Key Points:
- Scientists from Boston Children’s Hospital sequenced the genome of heart cells of young and old to compare mutations.
- Scientists noticed more genetic mutations in the cells of aged hearts, possibly due to oxidative stress.
- The mutations also inhibited the cells’ ability to repair damaged DNA.
Researchers from Boston Children’s Hospital spearheaded a novel study that helps explain the link between an increased risk of heart disease and old age. The study, published in Nature Aging, attributes the correlation to genetic mutations that concentrate on heart muscle as we age. The basis of the study involved sequencing the genomes of cardiomyocytes, heart muscle cells that oversee contractions in the heart.

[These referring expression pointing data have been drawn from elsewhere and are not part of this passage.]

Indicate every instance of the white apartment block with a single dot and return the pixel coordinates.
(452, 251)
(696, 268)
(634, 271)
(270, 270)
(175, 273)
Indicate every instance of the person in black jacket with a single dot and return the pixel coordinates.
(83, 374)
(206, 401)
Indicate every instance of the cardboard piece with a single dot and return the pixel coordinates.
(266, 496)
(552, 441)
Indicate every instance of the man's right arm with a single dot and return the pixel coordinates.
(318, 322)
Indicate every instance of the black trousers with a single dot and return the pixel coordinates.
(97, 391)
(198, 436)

The researchers used advanced computer technology to study somatic mutations in the cardiomyocytes of hearts from donors aged between infancy and 82 years. Somatic mutations are not hereditary, instead formed only after conception. The study marks the first time that researchers looked for mutational “signatures” in the heart’s single cells.

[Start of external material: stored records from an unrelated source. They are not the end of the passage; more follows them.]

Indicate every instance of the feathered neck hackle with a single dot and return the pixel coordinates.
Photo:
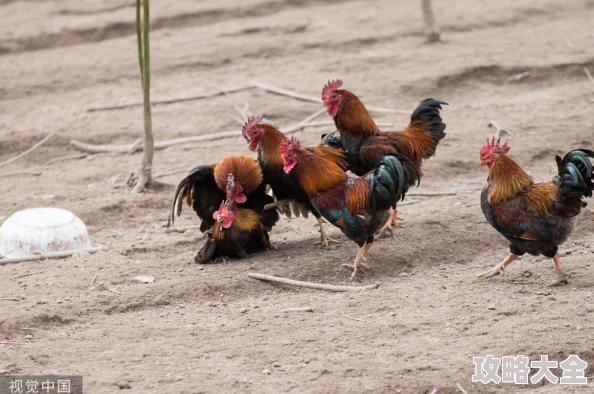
(506, 180)
(318, 174)
(353, 117)
(268, 149)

Comparing the somatic mutational “signatures” revealed that the older heart cells contained a larger number of single-nucleotide variants, which arise when the DNA sequence is modified by one nucleotide. Researchers believe that exposure to free radicals may contribute to the presence of those variants.

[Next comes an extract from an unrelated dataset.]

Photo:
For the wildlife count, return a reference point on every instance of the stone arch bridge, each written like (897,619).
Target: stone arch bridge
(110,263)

“Because the heart is always pumping, it uses a lot of energy,” says Ming Hui Chen, MD, MMSc, a cardiologist at Boston Children’s. “This energy production creates chemical byproducts known as reactive oxygen species or ROS. When levels of ROS get too high, they can damage DNA.”
The human heart is composed of cells that become senescent as they mature -meaning they stop dividing. Usually, senescent cells are less prone to developing mutations. The research team discovered, however, that cardiomyocytes developed mutations at rates the same as or higher than those of dividing cells.
The researchers found that the somatic mutations had a negative effect on the cardiomyocytes’ ability to repair damaged DNA. Additionally, they discovered that the cells’ cytoskeleton, which is responsible for shaping the cells, was compromised by the presence of these mutations.
In future studies, the researchers plan to include other types of mutations, in addition to examining heart cells from patients who suffered from various cardiovascular diseases.